Five years later, the non-profit Huntington's disease organization CHDI Foundation agreed to support their work by taking on half of the cost of advancing the treatment, called ALN-HTT, up to an investigational new drug application filing.
Despite promising preclinical data, Alnylam undertook a corporate restructuring in early 2012, cutting a third of its workforce as it refocused and streamlined its research and development efforts. By May of that year, the company announced it was ending its involvement in Huntington’s disease, although Medtronic continues to advance the RNAi-based therapy.
Meanwhile, in 2011 Danish drug firm Lundbeck started working on its own RNAi treatment for Huntington’s disease in collaboration with the University of Massachusetts Medical School (GSN 2/3/2011).
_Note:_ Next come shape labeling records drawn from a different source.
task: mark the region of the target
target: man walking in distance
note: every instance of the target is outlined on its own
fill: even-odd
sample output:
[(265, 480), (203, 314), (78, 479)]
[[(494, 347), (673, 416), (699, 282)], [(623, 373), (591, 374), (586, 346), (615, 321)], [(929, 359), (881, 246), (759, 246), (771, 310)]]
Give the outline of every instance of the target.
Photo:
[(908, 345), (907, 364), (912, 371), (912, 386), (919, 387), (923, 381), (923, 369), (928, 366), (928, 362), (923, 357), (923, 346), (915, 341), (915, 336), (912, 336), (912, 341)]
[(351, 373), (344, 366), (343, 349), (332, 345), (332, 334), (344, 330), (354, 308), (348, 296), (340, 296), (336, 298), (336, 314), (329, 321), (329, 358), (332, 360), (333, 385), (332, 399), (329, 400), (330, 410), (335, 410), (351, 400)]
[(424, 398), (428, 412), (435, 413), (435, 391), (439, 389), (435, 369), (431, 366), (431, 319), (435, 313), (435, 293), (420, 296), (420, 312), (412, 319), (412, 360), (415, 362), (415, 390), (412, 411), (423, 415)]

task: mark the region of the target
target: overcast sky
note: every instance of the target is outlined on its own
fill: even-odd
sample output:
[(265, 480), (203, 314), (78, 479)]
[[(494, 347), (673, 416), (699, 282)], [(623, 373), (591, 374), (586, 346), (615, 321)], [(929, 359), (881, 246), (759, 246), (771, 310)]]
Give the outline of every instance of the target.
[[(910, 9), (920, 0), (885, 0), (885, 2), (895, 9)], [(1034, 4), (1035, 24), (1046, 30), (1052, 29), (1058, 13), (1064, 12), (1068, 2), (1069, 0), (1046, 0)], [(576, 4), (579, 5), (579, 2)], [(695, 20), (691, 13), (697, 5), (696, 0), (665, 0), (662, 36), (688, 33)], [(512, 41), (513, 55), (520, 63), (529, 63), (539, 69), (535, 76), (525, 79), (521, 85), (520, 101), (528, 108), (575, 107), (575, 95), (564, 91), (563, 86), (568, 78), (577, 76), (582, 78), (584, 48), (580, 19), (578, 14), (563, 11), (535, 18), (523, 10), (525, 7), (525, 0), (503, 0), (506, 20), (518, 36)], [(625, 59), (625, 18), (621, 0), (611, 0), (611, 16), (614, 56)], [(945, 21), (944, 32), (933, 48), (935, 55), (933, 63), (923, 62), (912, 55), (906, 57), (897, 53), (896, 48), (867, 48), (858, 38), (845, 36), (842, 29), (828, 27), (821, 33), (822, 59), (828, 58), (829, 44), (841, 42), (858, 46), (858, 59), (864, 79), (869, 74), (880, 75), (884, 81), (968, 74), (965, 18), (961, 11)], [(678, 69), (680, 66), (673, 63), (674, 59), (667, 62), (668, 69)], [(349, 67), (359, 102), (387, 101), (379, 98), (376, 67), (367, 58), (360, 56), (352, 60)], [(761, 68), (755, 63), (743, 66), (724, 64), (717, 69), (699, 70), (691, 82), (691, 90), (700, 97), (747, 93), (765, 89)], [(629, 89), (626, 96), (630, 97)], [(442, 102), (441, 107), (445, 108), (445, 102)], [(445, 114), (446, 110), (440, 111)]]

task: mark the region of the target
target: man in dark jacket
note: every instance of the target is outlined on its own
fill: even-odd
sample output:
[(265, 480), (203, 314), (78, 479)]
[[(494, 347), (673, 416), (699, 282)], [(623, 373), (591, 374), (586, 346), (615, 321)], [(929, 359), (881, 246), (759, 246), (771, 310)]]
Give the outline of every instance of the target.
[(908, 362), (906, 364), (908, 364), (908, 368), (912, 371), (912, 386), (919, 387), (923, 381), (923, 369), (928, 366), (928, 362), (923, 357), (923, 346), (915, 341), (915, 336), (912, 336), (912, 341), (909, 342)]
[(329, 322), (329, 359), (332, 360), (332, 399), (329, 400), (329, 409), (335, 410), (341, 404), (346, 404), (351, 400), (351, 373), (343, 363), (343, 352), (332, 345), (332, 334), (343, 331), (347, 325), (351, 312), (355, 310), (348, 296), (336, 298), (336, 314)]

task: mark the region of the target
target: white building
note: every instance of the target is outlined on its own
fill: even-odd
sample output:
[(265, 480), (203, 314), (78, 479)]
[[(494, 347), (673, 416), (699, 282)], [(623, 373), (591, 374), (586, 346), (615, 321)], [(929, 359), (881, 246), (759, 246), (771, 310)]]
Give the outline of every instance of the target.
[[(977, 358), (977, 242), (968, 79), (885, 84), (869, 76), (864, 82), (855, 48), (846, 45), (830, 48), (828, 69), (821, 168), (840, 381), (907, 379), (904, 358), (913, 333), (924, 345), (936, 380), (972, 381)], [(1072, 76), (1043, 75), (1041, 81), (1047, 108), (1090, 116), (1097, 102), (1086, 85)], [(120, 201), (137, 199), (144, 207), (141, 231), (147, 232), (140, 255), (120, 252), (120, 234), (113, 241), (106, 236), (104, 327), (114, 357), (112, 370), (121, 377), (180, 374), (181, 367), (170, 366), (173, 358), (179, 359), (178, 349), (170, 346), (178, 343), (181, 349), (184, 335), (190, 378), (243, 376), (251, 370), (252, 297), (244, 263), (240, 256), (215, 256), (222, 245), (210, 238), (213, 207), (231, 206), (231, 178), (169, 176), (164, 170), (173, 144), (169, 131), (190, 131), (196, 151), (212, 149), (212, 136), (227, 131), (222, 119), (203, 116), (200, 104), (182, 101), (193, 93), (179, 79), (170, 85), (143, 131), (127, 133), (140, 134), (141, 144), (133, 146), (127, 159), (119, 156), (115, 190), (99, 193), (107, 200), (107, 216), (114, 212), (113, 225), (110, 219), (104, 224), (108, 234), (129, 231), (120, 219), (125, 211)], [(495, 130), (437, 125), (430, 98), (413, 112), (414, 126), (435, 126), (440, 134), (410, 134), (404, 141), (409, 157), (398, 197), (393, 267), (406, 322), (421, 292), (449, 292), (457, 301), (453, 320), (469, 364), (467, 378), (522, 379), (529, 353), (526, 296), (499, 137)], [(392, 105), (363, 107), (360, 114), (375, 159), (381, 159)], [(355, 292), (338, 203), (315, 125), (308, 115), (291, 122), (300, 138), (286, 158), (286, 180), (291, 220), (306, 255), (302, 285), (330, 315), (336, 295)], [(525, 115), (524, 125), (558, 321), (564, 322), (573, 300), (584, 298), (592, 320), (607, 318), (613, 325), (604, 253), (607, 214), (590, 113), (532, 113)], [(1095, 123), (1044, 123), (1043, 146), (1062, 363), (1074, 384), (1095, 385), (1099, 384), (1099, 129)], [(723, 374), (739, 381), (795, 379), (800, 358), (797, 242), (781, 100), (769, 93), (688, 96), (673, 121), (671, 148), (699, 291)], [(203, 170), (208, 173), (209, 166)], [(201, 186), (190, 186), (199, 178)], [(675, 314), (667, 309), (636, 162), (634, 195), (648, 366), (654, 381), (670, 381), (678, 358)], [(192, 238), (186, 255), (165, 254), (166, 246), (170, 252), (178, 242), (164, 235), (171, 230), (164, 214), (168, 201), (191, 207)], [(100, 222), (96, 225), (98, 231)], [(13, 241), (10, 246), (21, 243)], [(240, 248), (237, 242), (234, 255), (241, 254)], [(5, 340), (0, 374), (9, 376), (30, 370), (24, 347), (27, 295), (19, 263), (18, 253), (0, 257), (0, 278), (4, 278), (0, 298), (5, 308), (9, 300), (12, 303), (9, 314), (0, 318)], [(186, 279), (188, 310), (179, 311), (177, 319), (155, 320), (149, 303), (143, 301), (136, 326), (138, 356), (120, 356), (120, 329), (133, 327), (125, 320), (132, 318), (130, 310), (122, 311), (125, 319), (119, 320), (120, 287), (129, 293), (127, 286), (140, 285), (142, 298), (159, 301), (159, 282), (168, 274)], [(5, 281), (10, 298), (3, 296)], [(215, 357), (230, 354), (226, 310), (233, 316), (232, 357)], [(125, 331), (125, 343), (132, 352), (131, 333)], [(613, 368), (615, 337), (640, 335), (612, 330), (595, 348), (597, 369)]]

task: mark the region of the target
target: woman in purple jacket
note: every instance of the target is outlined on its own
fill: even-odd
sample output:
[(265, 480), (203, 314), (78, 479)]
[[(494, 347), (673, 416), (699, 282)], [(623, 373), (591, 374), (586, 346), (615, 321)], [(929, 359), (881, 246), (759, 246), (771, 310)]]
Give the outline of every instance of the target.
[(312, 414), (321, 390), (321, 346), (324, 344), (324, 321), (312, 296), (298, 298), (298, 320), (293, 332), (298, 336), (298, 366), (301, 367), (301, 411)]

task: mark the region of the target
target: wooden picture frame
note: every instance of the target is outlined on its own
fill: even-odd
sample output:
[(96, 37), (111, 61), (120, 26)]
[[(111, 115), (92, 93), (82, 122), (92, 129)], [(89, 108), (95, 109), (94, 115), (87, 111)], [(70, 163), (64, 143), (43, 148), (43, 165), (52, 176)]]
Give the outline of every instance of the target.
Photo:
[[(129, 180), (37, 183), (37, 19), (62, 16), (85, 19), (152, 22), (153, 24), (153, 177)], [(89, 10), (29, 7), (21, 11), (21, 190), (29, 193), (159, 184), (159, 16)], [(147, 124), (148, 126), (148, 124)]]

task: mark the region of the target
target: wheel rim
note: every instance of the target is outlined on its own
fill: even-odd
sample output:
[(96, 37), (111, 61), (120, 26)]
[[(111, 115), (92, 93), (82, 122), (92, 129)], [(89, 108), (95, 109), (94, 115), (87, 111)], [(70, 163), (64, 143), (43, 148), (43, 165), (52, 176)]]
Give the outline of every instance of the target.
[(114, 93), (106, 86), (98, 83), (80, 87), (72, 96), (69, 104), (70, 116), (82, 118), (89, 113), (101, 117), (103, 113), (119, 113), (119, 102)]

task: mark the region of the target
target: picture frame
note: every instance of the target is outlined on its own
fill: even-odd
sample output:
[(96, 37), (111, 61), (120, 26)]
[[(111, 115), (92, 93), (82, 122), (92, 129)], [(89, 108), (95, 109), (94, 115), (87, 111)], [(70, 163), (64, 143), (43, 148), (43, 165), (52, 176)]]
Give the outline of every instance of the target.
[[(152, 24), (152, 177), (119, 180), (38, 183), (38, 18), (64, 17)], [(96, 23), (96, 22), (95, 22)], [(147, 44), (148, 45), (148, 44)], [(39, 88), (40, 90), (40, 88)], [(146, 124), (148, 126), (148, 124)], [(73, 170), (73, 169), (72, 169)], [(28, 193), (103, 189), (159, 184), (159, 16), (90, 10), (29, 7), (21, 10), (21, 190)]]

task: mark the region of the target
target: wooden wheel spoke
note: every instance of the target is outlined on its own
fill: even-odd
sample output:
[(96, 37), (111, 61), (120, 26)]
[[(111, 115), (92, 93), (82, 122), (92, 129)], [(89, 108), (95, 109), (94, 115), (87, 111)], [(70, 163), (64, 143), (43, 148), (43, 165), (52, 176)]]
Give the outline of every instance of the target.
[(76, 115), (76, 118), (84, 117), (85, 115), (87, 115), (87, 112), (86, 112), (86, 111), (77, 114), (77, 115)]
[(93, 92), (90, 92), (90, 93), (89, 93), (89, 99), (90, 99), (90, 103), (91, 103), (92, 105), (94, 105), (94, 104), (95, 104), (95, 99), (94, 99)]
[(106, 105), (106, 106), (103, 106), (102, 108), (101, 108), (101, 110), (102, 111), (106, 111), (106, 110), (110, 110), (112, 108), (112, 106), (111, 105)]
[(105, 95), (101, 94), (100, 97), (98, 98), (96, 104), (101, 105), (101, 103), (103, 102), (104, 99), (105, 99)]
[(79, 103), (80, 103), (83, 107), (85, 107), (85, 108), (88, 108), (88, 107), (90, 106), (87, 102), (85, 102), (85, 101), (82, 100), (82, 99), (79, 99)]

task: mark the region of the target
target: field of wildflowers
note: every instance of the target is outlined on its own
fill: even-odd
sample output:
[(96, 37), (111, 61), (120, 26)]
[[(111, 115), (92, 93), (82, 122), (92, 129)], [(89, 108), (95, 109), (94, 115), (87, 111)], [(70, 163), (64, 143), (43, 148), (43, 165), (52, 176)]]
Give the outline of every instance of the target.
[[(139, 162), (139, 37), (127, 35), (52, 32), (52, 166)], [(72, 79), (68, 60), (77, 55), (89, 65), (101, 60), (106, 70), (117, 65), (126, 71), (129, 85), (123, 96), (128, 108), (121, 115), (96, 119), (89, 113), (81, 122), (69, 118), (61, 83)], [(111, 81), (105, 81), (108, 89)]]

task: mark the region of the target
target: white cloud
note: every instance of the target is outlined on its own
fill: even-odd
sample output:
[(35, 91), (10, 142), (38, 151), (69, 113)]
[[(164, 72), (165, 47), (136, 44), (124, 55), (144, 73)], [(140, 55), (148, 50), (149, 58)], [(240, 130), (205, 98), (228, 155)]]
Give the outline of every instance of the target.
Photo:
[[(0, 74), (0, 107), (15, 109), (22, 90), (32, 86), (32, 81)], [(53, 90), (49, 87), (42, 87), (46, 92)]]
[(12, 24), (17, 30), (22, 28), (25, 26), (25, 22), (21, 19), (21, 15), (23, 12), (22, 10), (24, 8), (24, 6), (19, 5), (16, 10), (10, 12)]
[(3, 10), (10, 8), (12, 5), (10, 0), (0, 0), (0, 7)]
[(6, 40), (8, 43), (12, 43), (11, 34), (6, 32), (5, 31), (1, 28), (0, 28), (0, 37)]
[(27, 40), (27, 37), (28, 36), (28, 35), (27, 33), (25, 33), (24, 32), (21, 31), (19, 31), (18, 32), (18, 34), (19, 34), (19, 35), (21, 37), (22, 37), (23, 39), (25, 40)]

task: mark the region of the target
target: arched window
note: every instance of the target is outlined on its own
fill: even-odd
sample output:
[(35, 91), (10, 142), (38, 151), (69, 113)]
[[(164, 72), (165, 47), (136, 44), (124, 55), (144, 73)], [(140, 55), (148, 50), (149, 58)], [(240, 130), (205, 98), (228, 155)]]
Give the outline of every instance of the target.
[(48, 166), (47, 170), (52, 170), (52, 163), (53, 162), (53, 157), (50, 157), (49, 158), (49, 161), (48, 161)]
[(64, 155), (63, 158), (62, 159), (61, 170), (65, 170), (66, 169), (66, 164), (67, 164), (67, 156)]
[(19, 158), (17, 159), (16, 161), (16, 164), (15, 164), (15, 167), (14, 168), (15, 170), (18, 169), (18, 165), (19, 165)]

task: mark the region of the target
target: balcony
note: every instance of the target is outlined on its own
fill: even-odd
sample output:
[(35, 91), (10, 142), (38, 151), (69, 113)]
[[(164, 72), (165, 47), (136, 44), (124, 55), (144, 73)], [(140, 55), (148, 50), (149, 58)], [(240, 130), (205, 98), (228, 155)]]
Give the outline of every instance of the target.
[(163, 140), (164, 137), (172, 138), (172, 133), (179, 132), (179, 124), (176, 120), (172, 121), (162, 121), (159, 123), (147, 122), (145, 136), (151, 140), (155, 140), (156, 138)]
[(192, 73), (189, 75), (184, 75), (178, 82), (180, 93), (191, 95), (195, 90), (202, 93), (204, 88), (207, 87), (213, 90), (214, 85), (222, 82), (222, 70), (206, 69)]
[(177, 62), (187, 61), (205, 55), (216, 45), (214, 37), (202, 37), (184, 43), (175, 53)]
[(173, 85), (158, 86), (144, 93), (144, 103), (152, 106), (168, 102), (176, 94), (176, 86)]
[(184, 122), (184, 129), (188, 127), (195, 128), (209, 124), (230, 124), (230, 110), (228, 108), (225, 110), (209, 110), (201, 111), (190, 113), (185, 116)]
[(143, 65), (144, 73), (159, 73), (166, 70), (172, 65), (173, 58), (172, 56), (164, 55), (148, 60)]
That early-stage work is primarily being conducted in the lab of UMMS researcher Neil Aronin, with the financial support of Lundbeck.
Perhaps the most ambitious effort in the space belongs to Isis Pharmaceuticals, which last month partnered with Roche to develop antisense-based Huntington’s disease drugs.
Under that arrangement, Isis will develop antisense agents that inhibit huntingtin, as well as oligos that specifically target the mutant form of the protein. Roche, meanwhile, is developing its so-called brain shuttle technology to deliver antisense compounds across the blood-brain barrier, which would allow for the systemic administration of a Huntington’s disease drug.
Roche has the option to license drugs resulting from the arrangement up through the completion of phase I trials, and paid Isis $30 million upfront. Isis stands to receive as much as $362 million in total license fees and milestones under the deal, plus royalties.
Meanwhile, several academic groups are tackling Huntington’s disease using RNAi, including University of Iowa’s Beverly Davidson, who previously demonstrated the therapeutic benefit of partial huntingtin suppression in rodent disease models and, in late 2011, published data showing that such an approach is safe in non-human primates.